Data: Flexible working request.

Retain: 6 years from application as standard.

Data: Calculation of pay records, Deduction sheets, details of code numbers supplied by the Inland Revenue, employers copy P45 and P46 not sent to IR. Tax and N I deduction calculations correspondence with IR and DSS/Contributions Agency.

Retain: SR - 3 years under Regulation 13 of Income Tax (Employment) Regs 1973 but suggest 12 since IR have queried employers going back that far.

Data: Earnings and numbers employed summaries, Dispensations granted by Inspector of Taxes. Redundancy papers, payment calculation refunds from Redundancy Fund.

Retain: Suggest 6 years from termination to cover possible enquiries.

Data: Disabled persons applications, consultation etc.


Retain: Suggest 6 years from currency in case of discrimination claim.

Data: Tribunal claims, back up papers and statistics.

Retain: Suggest 6 years after settlement.

Data: Personnel files and correspondence.


Retain: 6 years after year of termination (may be prudent to keep a synopsis of the employment record for a further 6 years available for REFERENCE requests).
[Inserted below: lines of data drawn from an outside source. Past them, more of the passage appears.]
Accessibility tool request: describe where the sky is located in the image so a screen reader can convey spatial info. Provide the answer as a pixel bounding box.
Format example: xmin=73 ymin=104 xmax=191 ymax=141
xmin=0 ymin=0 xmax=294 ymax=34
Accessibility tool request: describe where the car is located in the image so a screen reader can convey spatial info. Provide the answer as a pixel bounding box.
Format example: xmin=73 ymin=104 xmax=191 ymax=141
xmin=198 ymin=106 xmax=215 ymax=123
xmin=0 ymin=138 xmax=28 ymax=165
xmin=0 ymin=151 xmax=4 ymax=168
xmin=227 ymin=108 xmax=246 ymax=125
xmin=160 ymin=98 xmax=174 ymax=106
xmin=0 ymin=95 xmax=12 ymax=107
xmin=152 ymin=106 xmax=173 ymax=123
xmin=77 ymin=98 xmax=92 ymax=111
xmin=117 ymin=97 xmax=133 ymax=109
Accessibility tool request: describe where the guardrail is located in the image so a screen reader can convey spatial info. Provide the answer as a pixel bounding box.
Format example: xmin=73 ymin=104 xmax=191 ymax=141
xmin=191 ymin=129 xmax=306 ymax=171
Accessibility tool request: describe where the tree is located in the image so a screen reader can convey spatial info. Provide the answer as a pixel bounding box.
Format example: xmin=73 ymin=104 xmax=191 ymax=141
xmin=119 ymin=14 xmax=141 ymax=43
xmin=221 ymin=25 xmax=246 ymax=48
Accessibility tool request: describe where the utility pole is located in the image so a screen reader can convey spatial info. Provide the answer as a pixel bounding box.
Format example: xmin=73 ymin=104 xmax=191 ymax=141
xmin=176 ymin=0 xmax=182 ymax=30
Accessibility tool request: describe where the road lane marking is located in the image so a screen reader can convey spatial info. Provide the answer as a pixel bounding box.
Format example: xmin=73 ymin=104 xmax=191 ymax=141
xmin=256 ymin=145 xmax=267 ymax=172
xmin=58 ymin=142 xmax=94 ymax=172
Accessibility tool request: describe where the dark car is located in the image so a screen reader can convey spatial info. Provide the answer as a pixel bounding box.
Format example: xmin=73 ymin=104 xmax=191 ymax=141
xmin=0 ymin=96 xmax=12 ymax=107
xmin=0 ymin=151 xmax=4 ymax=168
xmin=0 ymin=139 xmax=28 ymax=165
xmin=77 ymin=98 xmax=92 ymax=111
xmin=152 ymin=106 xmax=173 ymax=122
The subject must be allowed access under the DATA PROTECTION Act. A fee of up to £10 can be charged.

Data: Personnel medical records. Health records. Accident reports and records, accident record books.

Retain: At least 40 years, possibly indefinitely, as defunct companies can be resurrected to allow the pursuance of employee and other liability claims. It is for this reason Certificates of Employers Liability must be kept for 40 years. Certain companies and/or industries may need to adopt specific rules in this regard.

Subject has right of access under Access to Medical Records Act 1988, and if he/she disagrees, their comments must be noted on the record.

Subject has right of access to health records compiled since 1.11.91 under Access to Health Records Act 1990, and, if they feel they are inaccurate, to request alteration.

Data: Trades Unions agreements.

Retain: Life of agreement plus 6 years.

Insurance Data
Data: Employer Liability insurance certificates.

Retain: 40 years from year of cover.